The message for IT is clear: Data quality is still a work in progress, and tools and practices should be in place to assure that the data being used in analytics is of highest quality.

3. Have a data maintenance and tuneup strategy

Twenty years ago, a baseball pitcher’s performance was largely evaluated by his earned run average—the number of runs that were directly attributable to his pitching during a nine-inning game. Now, baseball pitchers are measured by ERA, but also by a slew of new analytics statistics such as K/BB (strikeouts per walks), HR/9 (home runs allowed per nine innings), WHIP (walks over innings pitched) and OOPS (opponent on base plus slugging). The sophistication of sports analytics has prompted the emergence of a new analytics field known as sabermetics

The data and the analytics that enterprises use are no different. As business and world conditions evolve, how we measure analytics effectiveness must, too. For IT, this means two things:

(bul)The data that analytics operates on should be regularly refreshed to ensure optimal accuracy; and

The algorithms and queries that are used to operate on the data should also be regularly revisited. In other words, are we interrogating data in the most effective ways or should the queries and algorithms that we’re using be revised?

4. Use outcome tracking

IT and end users have a tendency to measure business success in terms of projects completed. Once a project is complete, you move on to the next project in your project backlog.

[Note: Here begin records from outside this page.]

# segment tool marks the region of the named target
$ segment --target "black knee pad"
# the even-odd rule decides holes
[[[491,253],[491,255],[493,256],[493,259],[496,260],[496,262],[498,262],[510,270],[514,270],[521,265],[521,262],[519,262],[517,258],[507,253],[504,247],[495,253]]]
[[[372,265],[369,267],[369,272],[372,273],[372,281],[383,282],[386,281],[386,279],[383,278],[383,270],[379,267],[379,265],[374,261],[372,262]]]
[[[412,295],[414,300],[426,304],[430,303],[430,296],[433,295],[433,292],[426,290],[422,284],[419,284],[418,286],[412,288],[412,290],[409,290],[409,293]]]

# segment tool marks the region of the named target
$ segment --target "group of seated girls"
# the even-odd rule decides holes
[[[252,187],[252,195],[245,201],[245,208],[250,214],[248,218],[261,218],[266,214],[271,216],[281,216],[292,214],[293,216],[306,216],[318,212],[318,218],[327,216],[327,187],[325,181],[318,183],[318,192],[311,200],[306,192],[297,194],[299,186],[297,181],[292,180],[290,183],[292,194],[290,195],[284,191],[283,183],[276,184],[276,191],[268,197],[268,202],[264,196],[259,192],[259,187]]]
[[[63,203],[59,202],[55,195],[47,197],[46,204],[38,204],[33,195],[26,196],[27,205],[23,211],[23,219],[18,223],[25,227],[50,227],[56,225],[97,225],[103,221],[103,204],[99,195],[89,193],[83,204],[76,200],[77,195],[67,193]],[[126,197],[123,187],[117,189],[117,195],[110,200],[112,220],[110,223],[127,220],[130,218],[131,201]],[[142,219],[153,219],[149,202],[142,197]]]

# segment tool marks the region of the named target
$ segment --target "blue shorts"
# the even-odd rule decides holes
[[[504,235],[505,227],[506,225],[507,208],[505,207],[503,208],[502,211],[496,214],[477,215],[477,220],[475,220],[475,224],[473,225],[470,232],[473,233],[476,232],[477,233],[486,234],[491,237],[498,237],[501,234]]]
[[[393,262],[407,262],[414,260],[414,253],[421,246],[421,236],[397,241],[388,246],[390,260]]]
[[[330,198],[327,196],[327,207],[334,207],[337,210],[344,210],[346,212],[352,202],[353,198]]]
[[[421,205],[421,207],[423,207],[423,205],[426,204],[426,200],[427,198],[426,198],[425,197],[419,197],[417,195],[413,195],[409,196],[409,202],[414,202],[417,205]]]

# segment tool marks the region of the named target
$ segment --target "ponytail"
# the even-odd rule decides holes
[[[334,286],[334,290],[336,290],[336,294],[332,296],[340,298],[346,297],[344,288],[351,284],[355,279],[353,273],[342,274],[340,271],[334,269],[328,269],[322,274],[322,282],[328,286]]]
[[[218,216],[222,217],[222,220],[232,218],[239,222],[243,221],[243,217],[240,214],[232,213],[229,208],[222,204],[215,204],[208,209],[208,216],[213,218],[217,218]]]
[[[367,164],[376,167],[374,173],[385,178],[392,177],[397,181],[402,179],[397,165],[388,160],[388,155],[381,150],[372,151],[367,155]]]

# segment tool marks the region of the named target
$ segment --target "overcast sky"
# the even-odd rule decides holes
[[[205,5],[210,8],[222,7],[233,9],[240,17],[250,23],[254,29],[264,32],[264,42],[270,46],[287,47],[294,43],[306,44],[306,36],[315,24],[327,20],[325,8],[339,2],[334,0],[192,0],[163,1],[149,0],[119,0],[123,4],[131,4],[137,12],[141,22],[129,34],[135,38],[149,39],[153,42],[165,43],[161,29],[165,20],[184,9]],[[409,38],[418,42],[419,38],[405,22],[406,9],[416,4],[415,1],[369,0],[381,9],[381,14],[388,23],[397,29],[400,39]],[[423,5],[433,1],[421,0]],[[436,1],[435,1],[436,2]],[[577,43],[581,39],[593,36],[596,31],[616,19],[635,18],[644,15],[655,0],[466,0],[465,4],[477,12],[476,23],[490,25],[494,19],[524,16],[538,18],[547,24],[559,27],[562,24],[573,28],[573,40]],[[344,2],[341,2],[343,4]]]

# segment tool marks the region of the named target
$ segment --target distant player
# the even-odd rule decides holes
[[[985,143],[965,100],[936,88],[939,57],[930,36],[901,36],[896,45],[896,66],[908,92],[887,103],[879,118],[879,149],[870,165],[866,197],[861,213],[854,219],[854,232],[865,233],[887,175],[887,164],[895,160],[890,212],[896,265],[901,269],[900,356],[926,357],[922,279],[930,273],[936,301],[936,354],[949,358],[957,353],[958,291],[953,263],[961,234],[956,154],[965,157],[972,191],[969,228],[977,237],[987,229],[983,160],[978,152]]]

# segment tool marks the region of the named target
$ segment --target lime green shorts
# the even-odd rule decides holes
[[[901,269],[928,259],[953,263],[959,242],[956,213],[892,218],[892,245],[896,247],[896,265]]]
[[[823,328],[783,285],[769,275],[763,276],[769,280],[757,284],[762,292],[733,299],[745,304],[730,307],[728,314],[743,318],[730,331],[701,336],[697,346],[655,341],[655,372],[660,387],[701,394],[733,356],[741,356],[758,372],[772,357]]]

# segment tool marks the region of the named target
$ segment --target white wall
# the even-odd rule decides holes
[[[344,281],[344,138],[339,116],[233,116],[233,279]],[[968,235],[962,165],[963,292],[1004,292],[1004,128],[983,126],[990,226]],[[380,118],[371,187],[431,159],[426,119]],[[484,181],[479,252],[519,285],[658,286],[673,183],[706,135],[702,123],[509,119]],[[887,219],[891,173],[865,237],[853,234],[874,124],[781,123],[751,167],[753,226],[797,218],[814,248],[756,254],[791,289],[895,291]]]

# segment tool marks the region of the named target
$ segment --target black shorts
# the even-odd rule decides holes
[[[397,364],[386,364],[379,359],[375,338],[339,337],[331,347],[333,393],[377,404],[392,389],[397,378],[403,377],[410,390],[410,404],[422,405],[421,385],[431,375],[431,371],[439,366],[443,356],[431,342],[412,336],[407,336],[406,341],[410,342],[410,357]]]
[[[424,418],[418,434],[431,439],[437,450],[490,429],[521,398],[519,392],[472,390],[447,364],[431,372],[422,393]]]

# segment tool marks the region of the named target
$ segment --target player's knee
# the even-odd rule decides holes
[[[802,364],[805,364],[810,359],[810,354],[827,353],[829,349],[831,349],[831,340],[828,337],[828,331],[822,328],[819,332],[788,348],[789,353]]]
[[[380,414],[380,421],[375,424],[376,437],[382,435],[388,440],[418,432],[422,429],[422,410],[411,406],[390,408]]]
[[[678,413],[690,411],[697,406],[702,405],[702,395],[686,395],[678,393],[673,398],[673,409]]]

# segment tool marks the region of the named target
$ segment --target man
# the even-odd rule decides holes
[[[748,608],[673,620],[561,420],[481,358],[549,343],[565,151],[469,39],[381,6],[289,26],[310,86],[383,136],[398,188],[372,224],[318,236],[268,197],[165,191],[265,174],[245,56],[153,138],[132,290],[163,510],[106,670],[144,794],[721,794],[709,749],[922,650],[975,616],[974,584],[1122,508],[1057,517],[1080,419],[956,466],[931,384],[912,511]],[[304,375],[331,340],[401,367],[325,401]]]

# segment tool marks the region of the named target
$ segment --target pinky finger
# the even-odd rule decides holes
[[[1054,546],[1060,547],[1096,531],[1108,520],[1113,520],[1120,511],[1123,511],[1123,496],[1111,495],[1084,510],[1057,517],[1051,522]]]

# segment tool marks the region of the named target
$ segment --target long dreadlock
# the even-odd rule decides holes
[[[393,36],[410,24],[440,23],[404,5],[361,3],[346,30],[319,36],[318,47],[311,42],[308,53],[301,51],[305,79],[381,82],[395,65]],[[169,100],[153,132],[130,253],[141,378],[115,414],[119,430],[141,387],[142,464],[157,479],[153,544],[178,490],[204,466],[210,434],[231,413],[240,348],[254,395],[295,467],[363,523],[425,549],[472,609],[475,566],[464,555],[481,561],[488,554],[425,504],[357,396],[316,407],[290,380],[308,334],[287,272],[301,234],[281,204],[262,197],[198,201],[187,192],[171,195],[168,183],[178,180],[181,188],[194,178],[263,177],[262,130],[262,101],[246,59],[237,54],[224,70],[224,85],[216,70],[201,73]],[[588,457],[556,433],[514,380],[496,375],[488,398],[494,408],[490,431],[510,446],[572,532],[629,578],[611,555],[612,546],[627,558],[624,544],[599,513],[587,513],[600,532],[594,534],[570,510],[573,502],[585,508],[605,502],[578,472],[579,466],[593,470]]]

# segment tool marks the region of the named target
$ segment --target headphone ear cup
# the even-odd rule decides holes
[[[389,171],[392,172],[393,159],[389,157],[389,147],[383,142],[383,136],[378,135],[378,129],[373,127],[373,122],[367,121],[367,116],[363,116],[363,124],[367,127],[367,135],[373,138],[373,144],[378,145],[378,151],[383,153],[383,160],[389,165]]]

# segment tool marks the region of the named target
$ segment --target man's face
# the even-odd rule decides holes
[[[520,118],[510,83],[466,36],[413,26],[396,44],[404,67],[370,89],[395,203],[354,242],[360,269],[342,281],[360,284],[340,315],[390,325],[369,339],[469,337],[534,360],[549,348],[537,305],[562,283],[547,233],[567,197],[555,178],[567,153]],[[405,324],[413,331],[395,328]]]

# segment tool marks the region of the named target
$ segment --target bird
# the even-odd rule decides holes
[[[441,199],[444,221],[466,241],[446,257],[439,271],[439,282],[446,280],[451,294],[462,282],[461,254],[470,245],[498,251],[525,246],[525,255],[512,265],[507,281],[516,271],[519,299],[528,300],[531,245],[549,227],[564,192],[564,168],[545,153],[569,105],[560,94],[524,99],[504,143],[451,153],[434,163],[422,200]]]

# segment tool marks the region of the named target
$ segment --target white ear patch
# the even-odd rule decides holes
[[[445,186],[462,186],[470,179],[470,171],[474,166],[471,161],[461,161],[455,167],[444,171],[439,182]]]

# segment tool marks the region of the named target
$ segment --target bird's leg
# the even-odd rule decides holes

Moving forward with projects is good—but not if the tradeoff is failing to track the outcomes of those projects completed.

In both the Gartner and KPMG research cited earlier, there were strong indications that CEOs distrusted their data and analytics because they weren’t seeing the direct impact of their analytics on the business. Once they do, trust in the data and the analytics increases.

This is why one of the most important things that IT and end users can do is to track the business track records of their analytics. If the analytics aren’t contributing value to the business, change them or drop them.